8 janv. 2013

une confiance


Ils ont dit : «C’est Fenêtre, ça parle de rivière», on s’est mis d’accord sur une sorte d’oriflan, c’est un oriflan, un trophée d’oriflan, la tête donc, hypertrophiée d’une trompe aplatie et pliée dans sa longueur pour en faire une auge dont l’inclinaison donnait l’idée d’un cours, d’un “d’ici à là” dont la source cachée derrière de larges oreilles pare-balles en aggloméré de bois grossier était deux woks posés sur des réchauds forains posés sur une table assez basse pour debout y travailler des gestes d’évidence quand il s’est agit de faire sauter, de flamber, de gratter, de saisir, de faire suer, de raviver, de tournicoter, de mouiller, de rincer, d’oublier, de hâter, de verser, de réserver, l’ingrédient qui y cuisait.

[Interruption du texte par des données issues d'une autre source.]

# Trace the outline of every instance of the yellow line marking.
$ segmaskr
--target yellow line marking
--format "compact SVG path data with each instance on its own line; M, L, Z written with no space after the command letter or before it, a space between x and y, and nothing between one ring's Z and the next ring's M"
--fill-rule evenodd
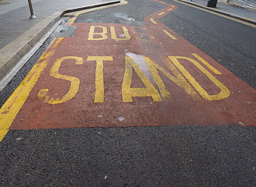
M182 56L169 56L168 57L172 63L179 69L179 70L183 74L183 76L188 79L196 90L201 94L201 96L208 101L222 100L228 97L230 95L229 90L221 82L219 82L214 76L212 76L208 70L206 70L199 62L197 61ZM192 62L197 66L209 79L212 81L220 90L220 93L215 95L209 95L205 90L199 84L199 83L194 78L191 74L185 69L183 65L178 61L178 59L184 59Z
M52 65L50 70L50 76L56 79L69 81L70 88L69 90L66 93L66 94L64 95L62 98L53 98L49 97L48 95L48 93L49 91L48 89L40 90L37 94L38 98L44 100L44 103L52 104L64 103L74 97L76 93L78 92L79 85L80 85L80 79L78 78L70 76L65 76L59 73L59 69L60 68L62 62L66 60L69 60L69 62L71 60L71 62L73 62L73 60L75 60L76 65L83 64L83 58L81 57L76 57L76 56L66 56L59 58L55 61L55 62L54 63L54 65Z
M151 20L154 24L158 24L155 21L154 21L153 18L151 18L150 20Z
M23 81L15 90L12 94L0 109L0 141L5 137L14 121L16 115L24 104L34 86L37 82L40 75L48 65L51 57L63 38L52 41L52 46L41 56L37 62L33 66ZM54 44L55 43L55 44Z
M212 13L212 14L214 14L214 15L216 15L216 16L220 16L220 17L232 20L232 21L238 22L238 23L242 23L244 25L247 25L247 26L250 26L251 27L256 28L255 25L253 25L253 24L249 23L243 22L243 21L240 21L239 19L231 18L231 17L229 17L229 16L224 16L224 15L222 15L222 14L219 14L219 13L217 13L217 12L213 12L212 11L207 10L207 9L202 9L202 8L200 8L200 7L197 7L197 6L194 6L194 5L189 5L189 4L187 4L185 2L177 1L177 0L173 0L173 1L175 1L176 2L180 2L180 3L186 5L188 5L188 6L190 6L190 7L193 7L193 8L195 8L195 9L200 9L200 10L202 10L202 11L204 11L204 12L209 12L209 13Z
M222 73L218 71L216 69L215 69L212 65L210 65L208 62L207 62L205 60L204 60L201 56L199 56L197 54L192 53L192 55L197 58L198 60L200 60L204 65L205 65L208 69L210 69L212 72L214 72L217 75L222 75Z
M114 6L123 5L126 5L126 4L128 3L125 0L122 0L122 1L123 2L123 3L121 3L121 4L116 4L116 5L107 5L107 6L100 7L100 8L98 8L98 9L93 9L87 10L87 11L84 11L84 12L79 12L79 13L75 13L74 14L75 16L73 18L72 18L72 19L69 19L69 25L73 24L75 22L75 20L76 19L77 16L79 15L80 15L80 14L89 12L92 12L92 11L94 11L94 10L100 10L100 9L104 9L111 8L111 7L114 7Z
M177 38L176 38L175 37L173 37L172 34L170 34L167 30L163 30L162 31L164 31L169 37L170 37L173 40L177 40Z
M114 26L110 26L110 32L111 32L111 38L116 40L116 41L126 41L126 40L130 40L130 36L129 34L128 30L126 26L122 26L122 29L123 30L123 34L125 36L125 38L117 38L116 31L115 31L115 27Z

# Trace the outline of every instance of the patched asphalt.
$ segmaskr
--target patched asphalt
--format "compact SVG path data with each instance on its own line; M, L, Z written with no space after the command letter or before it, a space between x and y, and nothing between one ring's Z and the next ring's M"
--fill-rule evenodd
M123 24L134 18L142 24L145 16L165 7L151 1L128 2L82 14L76 22ZM255 88L256 48L250 37L255 29L165 2L179 9L161 21ZM1 98L9 97L44 50L31 58ZM0 144L1 185L254 186L255 136L255 127L233 124L10 130Z

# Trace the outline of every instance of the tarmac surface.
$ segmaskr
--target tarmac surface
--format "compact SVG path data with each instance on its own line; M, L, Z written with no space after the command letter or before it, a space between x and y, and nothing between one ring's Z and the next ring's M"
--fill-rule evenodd
M2 185L255 184L255 74L244 52L255 44L242 42L254 27L169 1L129 0L75 16L1 92L10 98L5 104L17 100L0 118L24 101L1 142ZM216 23L222 32L211 29ZM237 32L220 40L226 26ZM241 37L230 42L234 34ZM210 97L194 81L187 90L179 75L191 75Z

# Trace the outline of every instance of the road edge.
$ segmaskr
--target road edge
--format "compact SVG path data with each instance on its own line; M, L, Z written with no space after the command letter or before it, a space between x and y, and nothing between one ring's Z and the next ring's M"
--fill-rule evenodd
M185 0L175 0L175 1L181 2L189 4L189 5L194 5L194 6L204 9L207 9L207 10L214 12L215 13L219 13L219 14L222 14L222 15L224 15L224 16L229 16L229 17L231 17L231 18L239 19L240 21L244 21L244 22L249 23L251 24L256 25L256 21L254 21L254 20L252 20L252 19L247 19L247 18L244 18L244 17L240 17L240 16L236 16L236 15L233 15L233 14L230 14L230 13L226 12L223 12L223 11L217 10L217 9L215 9L213 8L209 8L209 7L207 7L207 6L204 6L204 5L194 3L193 2L190 2L185 1Z
M60 9L42 19L36 25L0 49L0 83L65 14L119 2L120 0L114 0L87 6Z

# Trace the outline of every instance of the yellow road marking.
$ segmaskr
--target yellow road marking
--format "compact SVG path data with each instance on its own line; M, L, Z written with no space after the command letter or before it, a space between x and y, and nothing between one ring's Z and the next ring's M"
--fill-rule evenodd
M154 21L153 18L151 18L150 20L151 20L154 24L158 24L155 21Z
M203 64L204 64L208 69L210 69L212 72L214 72L217 75L222 75L220 72L219 72L216 69L215 69L212 65L210 65L208 62L207 62L205 60L204 60L201 56L198 55L193 53L192 55L194 55L195 58L197 58L198 60L200 60Z
M123 30L124 36L126 37L125 38L117 38L116 31L115 31L115 27L113 26L110 26L110 32L111 32L111 37L114 40L116 41L126 41L126 40L130 40L130 36L129 34L128 30L126 26L123 26L122 29Z
M170 34L167 30L163 30L162 31L164 31L169 37L170 37L173 40L177 40L177 38L176 38L175 37L173 37L172 34Z
M40 75L48 65L49 59L62 41L62 38L52 41L50 50L46 51L41 56L37 62L33 66L23 81L15 90L12 94L0 109L0 141L5 137L16 115L24 104L32 88L37 82Z
M114 7L114 6L118 6L118 5L126 5L127 4L128 2L125 0L122 0L123 2L121 3L121 4L116 4L116 5L108 5L108 6L105 6L105 7L100 7L100 8L98 8L98 9L90 9L90 10L87 10L87 11L84 11L84 12L79 12L79 13L76 13L74 14L74 17L73 18L71 18L69 19L69 24L71 25L73 24L75 20L76 19L77 16L80 14L83 14L83 13L86 13L86 12L92 12L92 11L94 11L94 10L100 10L100 9L107 9L107 8L110 8L110 7Z
M56 79L65 79L70 82L70 88L68 93L62 97L62 98L52 98L48 95L48 89L41 89L39 90L37 95L39 99L44 100L44 103L48 104L60 104L64 103L74 97L78 91L80 79L76 77L61 75L59 73L59 69L61 63L65 60L75 60L76 65L83 64L83 58L81 57L76 56L66 56L57 59L50 70L50 76Z
M183 76L188 79L188 81L190 81L192 86L196 89L196 90L201 94L201 96L204 100L208 100L208 101L222 100L228 97L230 95L229 90L195 60L190 58L181 57L181 56L169 56L169 58L179 69L179 70L183 74ZM216 95L209 95L204 90L204 89L202 88L202 86L199 84L199 83L191 76L191 74L185 69L185 67L181 65L181 63L178 61L178 59L184 59L192 62L221 90L220 93Z

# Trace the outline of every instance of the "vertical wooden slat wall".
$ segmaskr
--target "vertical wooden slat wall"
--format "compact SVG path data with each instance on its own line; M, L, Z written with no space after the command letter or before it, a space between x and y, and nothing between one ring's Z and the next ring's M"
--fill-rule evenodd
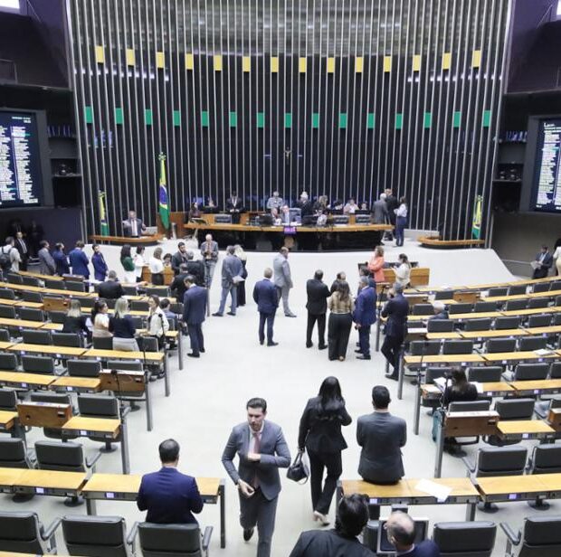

Pas de recettes mais un principe, pas une idéologie préétablie mais l’expérience sensorielle d’un réel : plagier une esthétique du flot, traîner au bout d'une corde un bout de bois, une pièce de racines sur les cailloux secs de la rivière retirée, une matière elle-même infusée d’âme; et comme l’eau se constitue en couches de soi (soi-même ?), nous superposâmes à la volée chaque aliment cuit séparément et conséquemment sans souci d’une harmonie préalable, prévue, préparée, mais, cornacs des cuisines dans la porcelaine de l’anarchie, indexés à l’idée ou la couleur de tel ou tel prédécoupé, voire précuit, en attente dans les pochons de supermarché rangés sagement derrière nous sur une grande table qu’un jour une pointure dessina. Et furent : carottes à la chapelure sous vert de poireaux poivrés sous riz blanc sous frites de courgette citronnées vert sous éperlans aux amandes sous radis roses flambés au rhum sous lingots au saté sous champignons paprika sous filaments de papaye salés sous amandons d’abricot persillés sous lentilles corail sous calamars déglacés au vin blanc sous billes de chair et verdure flambées sous riz blanc sous chou rouge et corinthe au beurre sous dents d’ail au piment sous épluchures au lait de coco sous tomates cerises aux pétales de roses sous lentilles corail sous riz blanc (notre bourdon) sous oignons au zeste sous crevettes à la bière sous poivre vert frais frit sous navets au cumin sous laitue frite aux baies rouges sous radicelles grillées des poireaux… autant d’affects joyeux (ce que tu veux, pas ce tu peux) chaque fois épandu tout au long de la rigole d’où tous s’approchent pour remplir leur gobelet et retournent à la lecture d’un des trente exemplaires sérigraphiés carton 90 x 120, «F = F», disent-ils.